As we’re just over 12 months away from the implementation of the European Union’s General Data Protection Guidelines. The latest statistics suggest that many businesses have not yet begun to tackle implementing the requirements of GDPR, however, more and more are now realising that it is something that they need to start thinking about urgently. We take a look at some of the most common asked questions about the implementation of GDPR and how it will affect businesses across Europe and beyond.
What Is GDPR?
GDPR stands for the General Data Protection Regulations and is the result of many years work by the European Union to bring data protection into line with the new and previously unforeseen ways that data is now used.
What Are The Reasons For The Implementation Of GDPR?
There are two main drivers behind the new General Data Protection Regulations.
- The European Union want to give people more control over how their personal data is used by organisations. It’s important to understand that much of the current legislation was written before the internet exploited far more ways to use and exploit data such as how Google and Facebook swap access to people’s data in return for the use of their services. As the digital economy gets stronger and grows, it is hoped that improved regulation of data will improve trust across the spectrum.
- The European Union also want to give businesses a clearer and simple legal environment in which to operate by making data protection laws uniform across Europe.
Who Does GDPR Apply To?
Essentially, controllers of data and processors of data are required to abide by the GDPR. Controllers are those that say how and why personal data is processed whist processors are the parties that do the actual processing of the data.
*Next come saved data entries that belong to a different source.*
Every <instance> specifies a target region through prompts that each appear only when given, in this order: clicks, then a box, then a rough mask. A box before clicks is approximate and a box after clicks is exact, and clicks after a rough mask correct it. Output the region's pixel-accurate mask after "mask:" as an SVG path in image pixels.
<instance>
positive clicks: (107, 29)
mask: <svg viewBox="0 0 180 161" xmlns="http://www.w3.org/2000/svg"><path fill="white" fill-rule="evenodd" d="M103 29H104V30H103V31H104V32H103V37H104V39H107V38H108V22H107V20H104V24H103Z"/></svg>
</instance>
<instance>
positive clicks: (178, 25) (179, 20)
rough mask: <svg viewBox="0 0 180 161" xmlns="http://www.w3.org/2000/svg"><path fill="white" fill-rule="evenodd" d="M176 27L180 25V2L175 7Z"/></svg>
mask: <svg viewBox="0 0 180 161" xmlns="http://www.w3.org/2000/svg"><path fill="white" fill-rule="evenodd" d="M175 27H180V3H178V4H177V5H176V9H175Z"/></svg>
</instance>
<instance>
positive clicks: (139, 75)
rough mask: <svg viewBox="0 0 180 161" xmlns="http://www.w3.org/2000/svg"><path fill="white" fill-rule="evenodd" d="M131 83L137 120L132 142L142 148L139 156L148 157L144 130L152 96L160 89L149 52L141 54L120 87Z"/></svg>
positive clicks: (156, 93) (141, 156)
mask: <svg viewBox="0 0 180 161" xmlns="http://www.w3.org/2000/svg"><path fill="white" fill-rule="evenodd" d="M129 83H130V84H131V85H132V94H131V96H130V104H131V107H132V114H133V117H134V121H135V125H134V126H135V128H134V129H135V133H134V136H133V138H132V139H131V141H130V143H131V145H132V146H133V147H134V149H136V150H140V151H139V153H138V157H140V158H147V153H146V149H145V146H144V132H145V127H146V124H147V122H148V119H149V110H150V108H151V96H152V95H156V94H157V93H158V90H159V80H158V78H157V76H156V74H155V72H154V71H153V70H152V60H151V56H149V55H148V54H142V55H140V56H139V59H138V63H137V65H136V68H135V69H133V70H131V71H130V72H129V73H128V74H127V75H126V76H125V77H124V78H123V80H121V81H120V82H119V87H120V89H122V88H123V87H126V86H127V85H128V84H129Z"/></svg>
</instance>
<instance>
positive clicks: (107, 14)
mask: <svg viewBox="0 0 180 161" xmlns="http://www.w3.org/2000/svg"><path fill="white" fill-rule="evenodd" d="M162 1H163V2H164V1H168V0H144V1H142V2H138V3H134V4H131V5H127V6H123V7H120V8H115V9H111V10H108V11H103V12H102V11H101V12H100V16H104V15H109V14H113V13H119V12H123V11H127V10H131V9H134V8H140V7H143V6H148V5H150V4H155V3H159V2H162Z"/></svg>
So for example, the controller could be a company or a government department and the processor could be a third party firm that they outsource their data processing to.
Do the General Data Protection Regulations Only Apply To EU Countries?
Whilst the GDPR is a European Union regulation, it doesn’t just apply to those countries in the EU. Even if controllers and processors of data are based outside of the EU, if they are dealing with data belonging to EU residents, then they will have to comply with the General Data Protection Regulations. Essentially, that means any company doing business in the EU will have to comply with GDPR.
Will The GDPR Apply To The UK?
Yes, because the UK will not have left the EU by May 2018. It will also apply to any organisations in the UK post-Brexit who control or process any data that belongs to European Union residents.
Is Full Compliance Needed By May 2018?
Yes. Any organisations failing to comply with the GDPR that will come into force on May 25 2018 will face the possibility of fines. Organisations could be issued with a penalty of up to €20 million or 4% of global annual turnover, whichever is greater.